Idk, I kinda thought that when I saw it, but then realized that it's just the natural thing to do if you're riding an animal. That's what I would assume, at least.


----------



## Life B Ez (Jan 23, 2010)

TraMaI said:


> Another funny thing about Avatar: It's Pocahontas!


Love it


----------



## arkanoydz (Mar 15, 2010)

Kin said:


> Idk, I kinda thought that when I saw it, but then realized that it's just the natural thing to do if you're riding an animal. That's what I would assume, at least.


I agree with you and I thought the same thing for a moment, but I guess it's just something about the way the scene was shot that made me think there was an intentional reference being made. 

Not a big deal of course, just found it to be an interesting bit of detail.


----------



## Kin (May 22, 2007)

arkanoydz said:


> I agree with you and I thought the same thing for a moment, but I guess it's just something about the way the scene was shot that made me think there was an intentional reference being made.
> 
> Not a big deal of course, just found it to be an interesting bit of detail.

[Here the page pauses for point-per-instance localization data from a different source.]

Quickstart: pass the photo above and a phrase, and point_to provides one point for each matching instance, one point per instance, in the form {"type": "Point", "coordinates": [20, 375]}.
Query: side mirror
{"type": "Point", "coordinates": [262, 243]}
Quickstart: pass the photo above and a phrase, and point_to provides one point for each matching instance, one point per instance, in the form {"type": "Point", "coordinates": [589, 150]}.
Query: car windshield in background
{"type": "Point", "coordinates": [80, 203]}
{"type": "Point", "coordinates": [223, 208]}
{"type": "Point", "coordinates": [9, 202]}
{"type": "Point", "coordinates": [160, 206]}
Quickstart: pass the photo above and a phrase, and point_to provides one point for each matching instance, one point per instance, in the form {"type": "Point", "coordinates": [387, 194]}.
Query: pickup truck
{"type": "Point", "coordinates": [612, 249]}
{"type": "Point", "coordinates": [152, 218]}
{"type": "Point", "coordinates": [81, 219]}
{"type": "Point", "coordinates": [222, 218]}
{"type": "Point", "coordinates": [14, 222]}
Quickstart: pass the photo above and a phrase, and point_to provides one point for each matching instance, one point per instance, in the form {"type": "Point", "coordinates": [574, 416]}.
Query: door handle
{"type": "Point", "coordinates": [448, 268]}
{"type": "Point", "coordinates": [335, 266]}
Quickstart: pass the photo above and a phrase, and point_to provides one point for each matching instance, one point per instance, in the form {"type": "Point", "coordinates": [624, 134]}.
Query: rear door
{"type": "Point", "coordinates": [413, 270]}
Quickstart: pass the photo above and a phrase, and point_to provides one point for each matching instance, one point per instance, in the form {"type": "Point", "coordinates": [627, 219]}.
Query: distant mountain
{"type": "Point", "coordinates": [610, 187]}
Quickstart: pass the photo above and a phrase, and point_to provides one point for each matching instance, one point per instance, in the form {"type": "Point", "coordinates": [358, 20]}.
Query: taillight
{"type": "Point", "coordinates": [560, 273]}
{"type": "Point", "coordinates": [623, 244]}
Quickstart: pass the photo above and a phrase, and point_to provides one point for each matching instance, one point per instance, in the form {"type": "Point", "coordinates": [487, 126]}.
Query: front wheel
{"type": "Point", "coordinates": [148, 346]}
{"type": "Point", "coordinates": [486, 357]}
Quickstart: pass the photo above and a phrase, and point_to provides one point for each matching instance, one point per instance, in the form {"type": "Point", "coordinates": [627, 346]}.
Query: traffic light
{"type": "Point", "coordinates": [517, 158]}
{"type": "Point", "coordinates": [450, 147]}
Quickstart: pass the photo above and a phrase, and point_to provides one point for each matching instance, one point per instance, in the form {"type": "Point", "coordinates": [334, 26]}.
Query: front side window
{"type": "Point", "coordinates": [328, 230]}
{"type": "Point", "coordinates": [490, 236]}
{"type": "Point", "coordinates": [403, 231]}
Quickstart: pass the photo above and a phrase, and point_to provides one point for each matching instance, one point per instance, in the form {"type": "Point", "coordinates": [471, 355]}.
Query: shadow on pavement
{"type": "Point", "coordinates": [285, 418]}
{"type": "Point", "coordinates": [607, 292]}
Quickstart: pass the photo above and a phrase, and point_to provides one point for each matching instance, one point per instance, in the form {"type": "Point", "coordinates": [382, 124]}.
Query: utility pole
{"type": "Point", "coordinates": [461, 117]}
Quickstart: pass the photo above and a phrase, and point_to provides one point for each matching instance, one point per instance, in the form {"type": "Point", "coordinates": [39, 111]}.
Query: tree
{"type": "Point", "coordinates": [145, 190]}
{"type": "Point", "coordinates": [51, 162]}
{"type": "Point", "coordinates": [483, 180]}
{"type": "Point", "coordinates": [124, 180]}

Prob just 'cause you're an MMA/BJJ fan or practitioner. It gets in your head and you see it in a lot of things, even if its not really there.


----------



## arkanoydz (Mar 15, 2010)

Kin said:


> Prob just 'cause you're an MMA/BJJ fan or practitioner. *It gets in your head and you see it in a lot of things*, even if its not really there.


That's very true, but in this case just happened to notice something the filmmakers researched and intentionally included



arkanoydz said:


> just checked to see if anyone else had noticed:
> 
> http://www.graciebarratx.com/news.php?news_id=622
> 
> ...


----------